Well, why not?

I'm back, after a wonderful holiday featuring Puffins in Hay-on-Wye...

...including one I'd been trying to find for a VERY long time (The wheel on the school by Meindert DeJong), and then there were yet more puffins, this time of the feathered variety...
...courtesy of the magical island of Skomer, which has to be visited to be believed - a truly incredible place, with puffins who can stare down the boldest of paparazzi.

So, lots of catching up to do with reads, and so to begin...Why shoot a butler? by Georgette Heyer. I quite like Heyer's Regency romances, the few of her detective novels I've read, I've loved, so I settled down to a happy read of one of her early mysteries - Why shoot a butler?, first published in 1933.

When a loyal family retainer is found murdered on a lonely road near a plush pad, no-one, least of all the police, has any idea why he's been so brutally despatched. Barrister, Frank Amberley, though is determined to do his bit for a maiden in distress, whether or not she needs or wants his help.

Oh dear...never mind "why shoot a butler"; within a few pages I wanted to shoot the author, and a fair number of the characters.
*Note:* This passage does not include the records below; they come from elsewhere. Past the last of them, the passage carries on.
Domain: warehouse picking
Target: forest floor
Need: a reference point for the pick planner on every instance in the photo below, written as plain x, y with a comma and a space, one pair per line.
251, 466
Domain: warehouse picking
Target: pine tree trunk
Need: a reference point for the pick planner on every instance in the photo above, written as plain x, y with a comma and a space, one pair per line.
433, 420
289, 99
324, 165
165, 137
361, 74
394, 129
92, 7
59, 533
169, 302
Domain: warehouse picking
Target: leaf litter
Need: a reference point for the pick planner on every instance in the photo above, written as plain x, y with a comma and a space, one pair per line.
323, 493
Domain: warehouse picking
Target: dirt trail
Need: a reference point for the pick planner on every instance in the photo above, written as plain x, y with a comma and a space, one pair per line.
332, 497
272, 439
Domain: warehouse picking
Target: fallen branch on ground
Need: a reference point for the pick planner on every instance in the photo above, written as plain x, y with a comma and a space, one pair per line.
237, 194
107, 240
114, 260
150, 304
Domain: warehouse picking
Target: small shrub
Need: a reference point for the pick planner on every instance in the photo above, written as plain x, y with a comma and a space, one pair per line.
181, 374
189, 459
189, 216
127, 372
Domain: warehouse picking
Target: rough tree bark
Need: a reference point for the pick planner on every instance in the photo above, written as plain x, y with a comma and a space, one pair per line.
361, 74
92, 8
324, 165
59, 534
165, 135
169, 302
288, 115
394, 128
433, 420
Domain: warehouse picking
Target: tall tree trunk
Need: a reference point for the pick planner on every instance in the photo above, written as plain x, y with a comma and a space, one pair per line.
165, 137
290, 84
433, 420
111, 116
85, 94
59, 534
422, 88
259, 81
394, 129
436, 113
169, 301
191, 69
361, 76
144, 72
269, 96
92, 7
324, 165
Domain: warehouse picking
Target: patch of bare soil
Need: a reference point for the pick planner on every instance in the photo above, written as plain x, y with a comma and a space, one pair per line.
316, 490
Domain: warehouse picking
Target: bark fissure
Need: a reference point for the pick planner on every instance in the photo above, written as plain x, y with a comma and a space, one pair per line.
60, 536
Heyer has a great heroine, who is brilliant throughout the novel, until the obligatory "Reader she married him [or almost certainly will in the near future]" ending when she becomes weak, feeble and very much in lurve with the (probably) tall, dark and handsome, and, of course, strong and unbelievably intelligent, Frank Amberley. The police think he's patronising, if clever, and want to punch him, I wasn't sure if he was clever, I knew he was patronising, and I sympathised with the police (that must be my first in detective fiction, where usually I love the amateur sleuth).
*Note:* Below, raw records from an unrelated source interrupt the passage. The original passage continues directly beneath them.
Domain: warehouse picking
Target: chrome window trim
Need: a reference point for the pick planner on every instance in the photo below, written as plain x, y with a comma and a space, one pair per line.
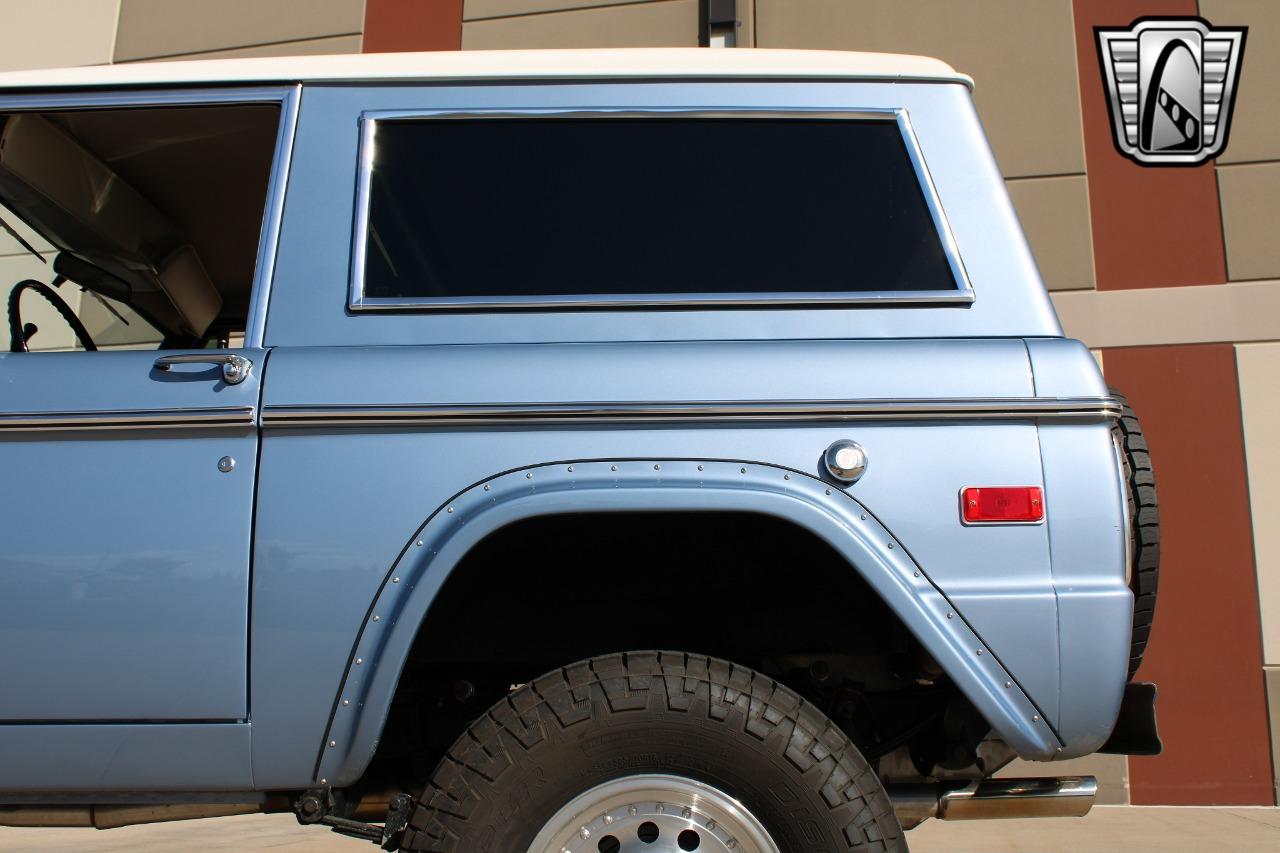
359, 302
223, 416
287, 96
718, 411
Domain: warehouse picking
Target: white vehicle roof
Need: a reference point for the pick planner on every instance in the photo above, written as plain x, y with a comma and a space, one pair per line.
498, 65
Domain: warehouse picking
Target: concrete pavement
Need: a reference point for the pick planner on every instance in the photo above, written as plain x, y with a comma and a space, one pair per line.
1109, 829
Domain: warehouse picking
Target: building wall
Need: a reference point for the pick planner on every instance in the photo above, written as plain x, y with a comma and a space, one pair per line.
1173, 276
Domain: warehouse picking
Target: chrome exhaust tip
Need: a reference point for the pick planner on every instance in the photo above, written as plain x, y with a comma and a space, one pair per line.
996, 798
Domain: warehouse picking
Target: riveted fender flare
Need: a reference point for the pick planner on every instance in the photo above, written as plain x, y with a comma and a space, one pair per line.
603, 486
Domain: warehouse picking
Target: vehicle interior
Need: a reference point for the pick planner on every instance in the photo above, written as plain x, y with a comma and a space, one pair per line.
132, 228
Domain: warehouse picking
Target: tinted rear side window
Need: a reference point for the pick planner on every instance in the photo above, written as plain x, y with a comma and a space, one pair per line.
629, 206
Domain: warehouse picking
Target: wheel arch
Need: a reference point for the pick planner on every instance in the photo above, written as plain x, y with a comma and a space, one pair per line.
429, 557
The novel veered between moments of hilarity (most of them unintentioned), and those moments, most unnerving to a book-lover, when you just want to hurl the offending volume across the room. This was a truly dreadful example of cliched Golden Age writing at its very worst. If you want a hint of what a good crime writer Heyer could be try her 1939 novel No wind of blame, but unless you're looking for a good giggle and the occasional groan, please avoid the very terrible Why shoot a butler? The only good thing about it was the dog (and there wasn't enough of him!)